The author Peter Van Sommers, in his interesting work entitled: “Jealousy: Knowing It, Understanding It, Accepting It”,  has expressed his own opinion about this type of jealousy which he has classified as “retrospective”. That is, those  caused by the previous relationships of the current partner.

This is why the affected person can feel jealousy even of a former  deceased of his current partner. The Bulgarian writer Elias Canetti also previously uttered an aphorism that fits this description very well:

“Jealousy should be classified according to what one hated the most: the rivals who were, who are, who will be.”

Being someone who is considered as a rival from the past, it is common for the person with the syndrome to imagine happy situations that that person lived with their partner.

It is also common for those who suffer from this syndrome to assume that that person is or was more intelligent, beautiful or attractive, among others. That is, to assign outstanding qualities to it.

This leads those who suffer from jealousy to have a complacent behavior towards the other, although the opposite can also happen, that they feel superior. The truth is that this situation seriously affects living together as a couple, causing conflicts or completely destroying the relationship.

Read: How to manage jealousy after an infidelity

Causes of Rebecca syndrome

As this  study by researchers Scheinkman and Werneck points out, “Jealousy is a complex relational experience. They are a visceral fear of loss. “

This way of feeling includes thoughts and feelings that generate actions and reactions that sometimes seem incomprehensible.

Woman with Rebecca syndrome
Sometimes Rebecca syndrome has its origin in a problem of self-esteem of the person. However, it can also be given by pair comparisons.

The situations that increase the possibility of this box appearing are the following:

  • Low self-esteem and self-concept of those who suffer from the syndrome.
  • When the partner or the environment constantly remembers the previous partner.
  • The partner makes direct comparisons between both pairs.
  • When the person suffering from the syndrome realizes that they resemble the previous partner of their current partner, either physically or in personality.
  • When the couple has recently been widowed, they have not passed the stage of mourning and the feelings and memories are on the surface.

You may be interested: How do I know if I am jealous?

Is there any treatment?

Improving the situation in which irrational fears prevail  often involves some type of intervention , according to Dr. Cuesta . In some cases, it may be necessary that the partner of the person suffering from this syndrome also receive psychological support.

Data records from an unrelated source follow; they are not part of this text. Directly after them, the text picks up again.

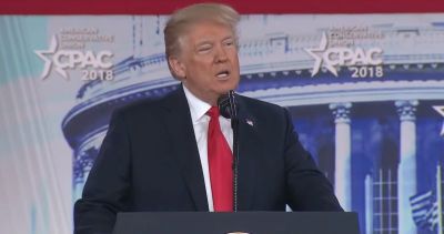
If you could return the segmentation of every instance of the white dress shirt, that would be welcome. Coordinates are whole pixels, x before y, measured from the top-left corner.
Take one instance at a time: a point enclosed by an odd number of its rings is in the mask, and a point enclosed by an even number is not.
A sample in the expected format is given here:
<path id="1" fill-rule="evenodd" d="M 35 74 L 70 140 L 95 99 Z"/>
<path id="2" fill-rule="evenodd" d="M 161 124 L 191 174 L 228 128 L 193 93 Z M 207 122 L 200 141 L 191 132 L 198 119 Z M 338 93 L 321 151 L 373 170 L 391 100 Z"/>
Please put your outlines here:
<path id="1" fill-rule="evenodd" d="M 195 141 L 198 142 L 199 156 L 201 159 L 203 180 L 205 182 L 209 210 L 210 212 L 213 212 L 213 195 L 211 192 L 210 170 L 208 162 L 208 128 L 210 123 L 210 116 L 206 115 L 206 112 L 210 110 L 211 105 L 198 99 L 193 93 L 190 92 L 190 90 L 185 88 L 185 85 L 183 85 L 183 91 L 185 92 L 186 101 L 190 106 L 194 136 Z M 229 143 L 231 152 L 233 152 L 233 130 L 231 129 L 231 121 L 230 119 L 225 119 L 220 115 L 219 122 L 221 125 L 222 134 L 225 136 L 226 142 Z"/>

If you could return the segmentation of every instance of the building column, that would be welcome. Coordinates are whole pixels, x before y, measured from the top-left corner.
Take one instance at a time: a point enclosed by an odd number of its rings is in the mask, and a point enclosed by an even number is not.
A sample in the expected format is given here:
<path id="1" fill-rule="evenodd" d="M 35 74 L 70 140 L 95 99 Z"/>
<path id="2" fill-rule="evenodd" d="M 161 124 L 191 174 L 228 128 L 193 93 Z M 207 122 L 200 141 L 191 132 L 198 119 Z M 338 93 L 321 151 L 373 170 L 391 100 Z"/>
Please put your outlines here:
<path id="1" fill-rule="evenodd" d="M 401 150 L 397 169 L 398 233 L 416 234 L 410 197 L 416 194 L 416 124 L 417 101 L 396 101 L 401 120 Z"/>
<path id="2" fill-rule="evenodd" d="M 352 210 L 351 108 L 352 103 L 330 104 L 335 123 L 334 192 L 345 211 Z"/>

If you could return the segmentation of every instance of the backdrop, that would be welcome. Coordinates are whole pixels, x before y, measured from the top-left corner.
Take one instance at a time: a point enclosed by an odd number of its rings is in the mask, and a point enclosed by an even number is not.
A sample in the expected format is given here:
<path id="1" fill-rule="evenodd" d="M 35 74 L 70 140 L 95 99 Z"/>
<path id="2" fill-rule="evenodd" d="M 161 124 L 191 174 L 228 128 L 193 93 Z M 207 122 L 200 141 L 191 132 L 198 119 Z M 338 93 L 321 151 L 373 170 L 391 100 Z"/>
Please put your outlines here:
<path id="1" fill-rule="evenodd" d="M 1 233 L 72 233 L 111 112 L 176 88 L 167 19 L 0 17 Z M 291 111 L 362 233 L 442 232 L 443 13 L 243 14 L 239 32 L 238 92 Z"/>

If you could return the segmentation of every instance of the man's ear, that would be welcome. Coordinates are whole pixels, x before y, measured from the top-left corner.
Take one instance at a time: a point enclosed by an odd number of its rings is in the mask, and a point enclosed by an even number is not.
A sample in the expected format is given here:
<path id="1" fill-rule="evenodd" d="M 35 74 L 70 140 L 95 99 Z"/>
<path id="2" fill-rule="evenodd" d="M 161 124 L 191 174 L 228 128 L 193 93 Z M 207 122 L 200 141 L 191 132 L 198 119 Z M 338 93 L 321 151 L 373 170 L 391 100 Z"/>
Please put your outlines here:
<path id="1" fill-rule="evenodd" d="M 186 78 L 185 65 L 176 57 L 169 57 L 168 65 L 178 80 L 184 80 Z"/>

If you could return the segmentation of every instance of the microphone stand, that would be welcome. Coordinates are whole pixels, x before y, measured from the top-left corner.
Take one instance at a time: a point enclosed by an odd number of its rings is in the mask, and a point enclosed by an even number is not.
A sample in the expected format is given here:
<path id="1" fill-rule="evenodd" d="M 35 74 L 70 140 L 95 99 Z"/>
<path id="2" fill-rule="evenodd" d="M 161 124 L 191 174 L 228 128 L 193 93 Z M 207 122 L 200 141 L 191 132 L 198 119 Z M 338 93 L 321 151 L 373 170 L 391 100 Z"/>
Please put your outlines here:
<path id="1" fill-rule="evenodd" d="M 231 119 L 231 128 L 233 129 L 233 211 L 238 212 L 238 187 L 239 187 L 239 119 Z"/>
<path id="2" fill-rule="evenodd" d="M 229 104 L 231 115 L 231 128 L 233 129 L 233 211 L 239 208 L 239 118 L 238 103 L 234 98 L 234 91 L 229 91 Z"/>
<path id="3" fill-rule="evenodd" d="M 228 94 L 218 100 L 218 106 L 224 118 L 231 119 L 231 129 L 233 130 L 233 211 L 239 210 L 239 118 L 238 103 L 234 91 L 230 90 Z"/>

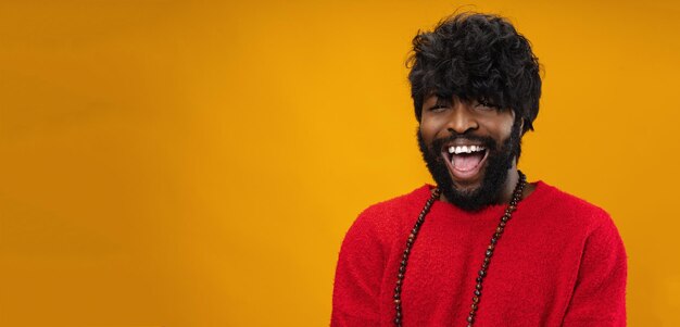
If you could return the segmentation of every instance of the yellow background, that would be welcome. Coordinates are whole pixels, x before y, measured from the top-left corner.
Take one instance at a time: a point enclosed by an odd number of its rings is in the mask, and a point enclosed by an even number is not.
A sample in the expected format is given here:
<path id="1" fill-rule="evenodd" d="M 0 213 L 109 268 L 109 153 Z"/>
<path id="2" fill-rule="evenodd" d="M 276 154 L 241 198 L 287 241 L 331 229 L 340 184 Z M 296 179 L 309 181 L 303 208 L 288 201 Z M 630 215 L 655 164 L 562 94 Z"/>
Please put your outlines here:
<path id="1" fill-rule="evenodd" d="M 356 214 L 429 181 L 404 61 L 454 1 L 1 1 L 0 325 L 324 326 Z M 680 326 L 673 1 L 480 1 L 544 70 L 520 167 Z"/>

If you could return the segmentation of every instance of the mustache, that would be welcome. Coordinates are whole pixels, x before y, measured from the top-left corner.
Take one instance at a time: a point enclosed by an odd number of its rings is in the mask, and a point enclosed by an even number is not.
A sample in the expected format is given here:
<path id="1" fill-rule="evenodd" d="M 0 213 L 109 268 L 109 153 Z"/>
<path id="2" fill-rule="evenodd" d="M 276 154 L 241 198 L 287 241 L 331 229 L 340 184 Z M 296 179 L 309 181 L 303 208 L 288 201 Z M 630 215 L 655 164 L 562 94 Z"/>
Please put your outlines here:
<path id="1" fill-rule="evenodd" d="M 439 153 L 441 149 L 443 149 L 444 144 L 453 142 L 455 140 L 466 140 L 468 142 L 481 143 L 489 151 L 495 151 L 498 148 L 495 140 L 491 137 L 476 135 L 452 135 L 450 137 L 435 139 L 430 146 L 430 152 L 433 154 Z"/>

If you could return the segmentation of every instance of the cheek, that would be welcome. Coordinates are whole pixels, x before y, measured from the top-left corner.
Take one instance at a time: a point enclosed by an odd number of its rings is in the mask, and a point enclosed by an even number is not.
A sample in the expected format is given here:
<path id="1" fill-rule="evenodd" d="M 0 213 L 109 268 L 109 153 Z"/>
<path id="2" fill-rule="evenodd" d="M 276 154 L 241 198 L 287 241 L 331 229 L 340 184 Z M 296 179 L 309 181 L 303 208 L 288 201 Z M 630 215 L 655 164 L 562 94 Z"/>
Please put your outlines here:
<path id="1" fill-rule="evenodd" d="M 515 124 L 514 114 L 503 115 L 503 118 L 499 120 L 496 130 L 501 139 L 506 139 L 509 137 L 511 133 L 513 131 L 514 124 Z"/>
<path id="2" fill-rule="evenodd" d="M 437 126 L 431 121 L 423 121 L 420 123 L 420 136 L 426 143 L 432 142 L 437 135 Z"/>

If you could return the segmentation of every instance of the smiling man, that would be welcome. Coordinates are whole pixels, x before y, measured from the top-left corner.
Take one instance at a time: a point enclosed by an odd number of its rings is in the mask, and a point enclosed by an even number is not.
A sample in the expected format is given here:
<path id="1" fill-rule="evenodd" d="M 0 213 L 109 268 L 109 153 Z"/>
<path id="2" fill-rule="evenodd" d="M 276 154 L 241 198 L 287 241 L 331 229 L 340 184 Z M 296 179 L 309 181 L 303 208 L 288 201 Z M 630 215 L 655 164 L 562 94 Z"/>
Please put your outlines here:
<path id="1" fill-rule="evenodd" d="M 502 17 L 462 13 L 413 45 L 417 139 L 437 186 L 354 222 L 331 326 L 625 326 L 612 218 L 517 169 L 541 95 L 529 41 Z"/>

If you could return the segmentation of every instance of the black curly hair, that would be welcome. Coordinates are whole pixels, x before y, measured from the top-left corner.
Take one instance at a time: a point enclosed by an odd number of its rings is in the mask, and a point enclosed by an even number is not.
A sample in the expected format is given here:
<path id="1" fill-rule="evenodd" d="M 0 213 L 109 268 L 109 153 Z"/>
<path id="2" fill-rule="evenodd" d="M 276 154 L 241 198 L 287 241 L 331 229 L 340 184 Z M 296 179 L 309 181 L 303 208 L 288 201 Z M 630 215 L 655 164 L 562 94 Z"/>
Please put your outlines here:
<path id="1" fill-rule="evenodd" d="M 539 114 L 541 77 L 531 45 L 505 18 L 464 12 L 441 21 L 413 39 L 411 97 L 420 122 L 423 101 L 439 97 L 478 100 L 512 109 L 533 130 Z"/>

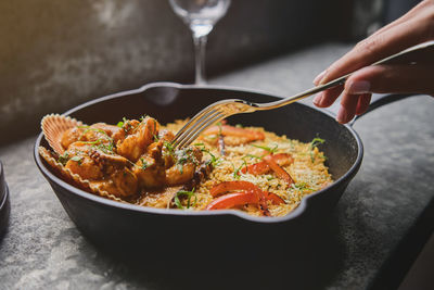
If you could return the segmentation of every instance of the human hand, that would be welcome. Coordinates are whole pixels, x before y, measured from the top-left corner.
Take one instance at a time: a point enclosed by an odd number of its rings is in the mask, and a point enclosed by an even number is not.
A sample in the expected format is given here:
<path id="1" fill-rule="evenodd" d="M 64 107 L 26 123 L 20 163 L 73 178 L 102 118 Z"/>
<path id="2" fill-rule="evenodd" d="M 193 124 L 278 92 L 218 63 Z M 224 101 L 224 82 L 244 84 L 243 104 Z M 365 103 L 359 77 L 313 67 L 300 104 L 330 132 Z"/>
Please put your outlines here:
<path id="1" fill-rule="evenodd" d="M 417 92 L 434 96 L 434 55 L 416 64 L 370 64 L 411 46 L 434 39 L 434 0 L 424 0 L 384 26 L 319 74 L 315 85 L 355 72 L 345 85 L 320 92 L 314 103 L 330 106 L 342 93 L 336 119 L 348 123 L 366 112 L 372 92 Z M 358 71 L 357 71 L 358 70 Z"/>

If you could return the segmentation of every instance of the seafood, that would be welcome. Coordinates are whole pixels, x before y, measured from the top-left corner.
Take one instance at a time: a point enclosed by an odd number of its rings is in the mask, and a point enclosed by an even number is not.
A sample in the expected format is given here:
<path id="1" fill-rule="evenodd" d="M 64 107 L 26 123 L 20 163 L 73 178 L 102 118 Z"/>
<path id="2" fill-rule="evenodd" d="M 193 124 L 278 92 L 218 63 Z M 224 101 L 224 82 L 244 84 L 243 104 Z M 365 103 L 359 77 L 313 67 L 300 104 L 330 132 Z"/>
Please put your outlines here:
<path id="1" fill-rule="evenodd" d="M 65 181 L 141 206 L 282 216 L 332 182 L 318 137 L 303 143 L 224 121 L 175 149 L 174 133 L 184 123 L 162 126 L 145 116 L 85 125 L 48 115 L 41 127 L 52 151 L 40 147 L 39 153 Z"/>
<path id="2" fill-rule="evenodd" d="M 66 180 L 114 200 L 131 201 L 143 191 L 186 184 L 202 161 L 197 148 L 174 151 L 173 133 L 159 130 L 152 117 L 88 126 L 48 115 L 41 126 L 54 150 L 39 148 L 41 156 Z"/>

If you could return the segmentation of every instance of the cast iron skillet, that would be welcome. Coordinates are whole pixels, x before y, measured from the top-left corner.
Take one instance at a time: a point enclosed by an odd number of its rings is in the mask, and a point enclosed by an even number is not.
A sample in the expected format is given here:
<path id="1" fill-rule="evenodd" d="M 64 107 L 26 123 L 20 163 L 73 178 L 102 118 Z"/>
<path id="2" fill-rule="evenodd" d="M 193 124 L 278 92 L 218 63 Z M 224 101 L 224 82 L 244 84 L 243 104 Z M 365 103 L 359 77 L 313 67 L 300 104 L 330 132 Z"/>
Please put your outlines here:
<path id="1" fill-rule="evenodd" d="M 116 124 L 123 117 L 139 118 L 149 114 L 165 124 L 193 116 L 207 104 L 230 98 L 270 102 L 281 97 L 228 87 L 156 83 L 87 102 L 65 115 L 86 124 Z M 397 99 L 388 98 L 387 102 Z M 184 242 L 227 242 L 227 237 L 240 240 L 282 235 L 296 227 L 306 228 L 309 223 L 318 223 L 324 215 L 330 215 L 360 167 L 363 155 L 360 138 L 349 125 L 336 123 L 331 113 L 294 103 L 272 111 L 232 116 L 228 121 L 230 124 L 261 126 L 304 142 L 315 137 L 326 139 L 320 149 L 328 156 L 327 165 L 335 181 L 306 197 L 295 211 L 283 217 L 253 217 L 232 210 L 162 210 L 106 200 L 58 178 L 38 154 L 39 146 L 48 148 L 42 134 L 36 140 L 34 154 L 37 166 L 78 229 L 92 241 L 115 247 L 130 247 L 132 242 L 161 244 L 173 241 L 174 237 L 182 237 Z"/>

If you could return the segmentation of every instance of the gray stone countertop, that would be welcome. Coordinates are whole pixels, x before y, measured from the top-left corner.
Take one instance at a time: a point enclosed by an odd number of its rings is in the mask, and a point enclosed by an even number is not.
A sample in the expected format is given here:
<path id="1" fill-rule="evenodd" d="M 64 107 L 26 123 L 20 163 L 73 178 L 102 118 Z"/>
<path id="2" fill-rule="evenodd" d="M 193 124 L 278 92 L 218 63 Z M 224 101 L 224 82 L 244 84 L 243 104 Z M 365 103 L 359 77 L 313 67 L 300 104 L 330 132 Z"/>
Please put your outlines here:
<path id="1" fill-rule="evenodd" d="M 210 84 L 291 94 L 310 87 L 315 75 L 348 49 L 318 46 Z M 380 108 L 354 125 L 365 157 L 333 213 L 345 255 L 322 289 L 380 288 L 382 279 L 393 276 L 387 265 L 399 261 L 396 251 L 403 250 L 403 241 L 414 238 L 414 244 L 423 244 L 424 236 L 411 232 L 424 222 L 434 197 L 433 112 L 432 98 L 413 97 Z M 131 278 L 128 266 L 80 235 L 38 172 L 34 141 L 35 137 L 0 148 L 12 203 L 9 230 L 0 240 L 0 289 L 169 289 L 161 279 Z"/>

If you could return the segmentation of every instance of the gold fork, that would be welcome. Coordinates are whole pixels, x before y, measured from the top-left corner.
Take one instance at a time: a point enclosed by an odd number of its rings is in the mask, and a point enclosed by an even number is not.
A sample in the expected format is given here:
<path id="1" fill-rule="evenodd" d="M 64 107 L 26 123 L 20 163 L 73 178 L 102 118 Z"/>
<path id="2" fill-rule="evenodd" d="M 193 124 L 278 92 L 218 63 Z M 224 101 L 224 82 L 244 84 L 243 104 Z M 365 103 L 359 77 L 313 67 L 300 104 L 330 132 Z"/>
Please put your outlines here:
<path id="1" fill-rule="evenodd" d="M 413 59 L 409 59 L 408 56 L 410 55 L 411 52 L 425 52 L 426 50 L 430 50 L 429 52 L 431 53 L 431 58 L 434 55 L 434 41 L 429 41 L 424 42 L 411 48 L 408 48 L 406 50 L 403 50 L 396 54 L 393 54 L 391 56 L 387 56 L 381 61 L 378 61 L 373 63 L 372 65 L 378 65 L 378 64 L 383 64 L 383 63 L 391 63 L 392 61 L 397 61 L 399 58 L 399 61 L 403 62 L 408 62 L 412 63 L 414 62 Z M 411 53 L 411 56 L 414 56 L 416 53 Z M 403 58 L 400 58 L 403 56 Z M 347 75 L 344 75 L 342 77 L 339 77 L 336 79 L 333 79 L 324 85 L 317 86 L 314 88 L 310 88 L 306 91 L 299 92 L 295 96 L 275 101 L 275 102 L 269 102 L 269 103 L 253 103 L 240 99 L 228 99 L 228 100 L 222 100 L 215 102 L 208 106 L 206 106 L 204 110 L 199 112 L 192 119 L 190 119 L 175 136 L 175 139 L 173 140 L 173 146 L 176 149 L 182 149 L 183 147 L 187 147 L 191 144 L 197 137 L 199 135 L 209 127 L 210 125 L 229 117 L 231 115 L 235 114 L 241 114 L 241 113 L 252 113 L 255 111 L 265 111 L 265 110 L 272 110 L 277 109 L 290 103 L 293 103 L 295 101 L 302 100 L 306 97 L 309 97 L 311 94 L 315 94 L 317 92 L 327 90 L 329 88 L 335 87 L 343 85 L 346 79 L 352 75 L 353 73 L 349 73 Z"/>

Some suggestions that may help include the following:

  • That the current partner improves communication.
  • Let the current couple express their dissatisfactions and remember why they are together.
  • Avoid making exaggerated mentions about the qualities of the previous partner or verbalizing many details.
  • Review the beliefs that the person suffering from jealousy has.
  • Improve the self-esteem of the person suffering from this syndrome.
  • Modify attitudes that are controlling, among others.

With the support of a psychologist , it is possible to leave behind the pictures of celotype and begin to truly enjoy the relationship as a couple, in the here and now.